In [1]:
import pandas as pd
import numpy as np
import matplotlib.pyplot as plt
import requests

# Data Sources
Ideally, I would like to get data from:
- Reddit episode discussions
    - upvotes
    - number of comments
    - episode ratings through the surveys in episode discussion threads
- IMBD episode ratings
- MAL episode polls

The reddit upvotes and comments are more a measure of popularity than quality. However the episode ratings and polls are likely to be a good measure. Most people will rate episodes they enjoy highly, and will rate low the episodes they don't like. Some people will rate all episodes highly, and some will rate all lowly, that is just the nature of the internet.

In terms of audience, these measures are obviously pretty specific.
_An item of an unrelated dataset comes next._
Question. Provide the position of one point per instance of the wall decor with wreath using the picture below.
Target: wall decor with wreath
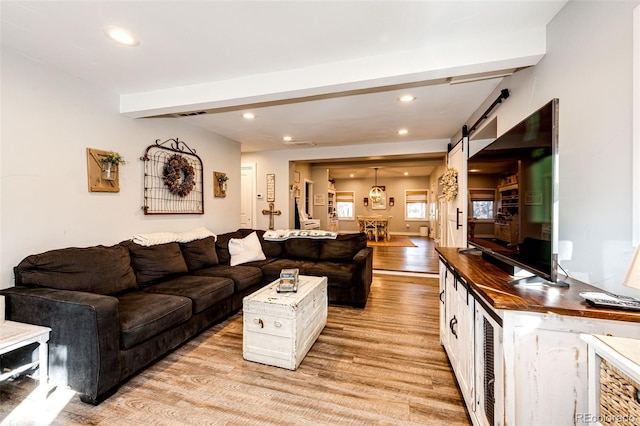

They are limited to the type of people that participate in these sites, which is a very different audience to the total population that have watched DBZ. Ideally, if one wanted to get a measure of the 'best' DBZ episode with the widest possible sample population, one would include statistics such as TV viewership and media sales. But to keep this project manageable I'll restrict to just the listed data sources. As such, this data will only be representative of the interactive, online, English audience.

---

# Hypotheses
Based off my own internal biases and preconceptions, I reckon we'll get the following:
- Top rated episode is either during Gohan's fight with Perfect Cell, or during the Goku vs Vegeta fight in the Saiyan saga.
- Top episode in each arc is during the final fight, with the exception of the Frieza saga where it's the episode when Goku achieves super saiyan.
- Lowest rated episode will be a filler episode, maybe in the Garlic Jr arc.


# MyAnimeList (MAL)
MAL has an unofficial API, [Jikan](jikan.moe), that we can use to get data from MAL. First, we can get the episode titles and other info, then hopefully we can use it to get the voting data from the forums.

The entry for DBZ is [here](https://myanimelist.net/anime/813/Dragon_Ball_Z). All anime in MAL have a corresponding ID, and from the URL we see that the ID for DBZ is 813.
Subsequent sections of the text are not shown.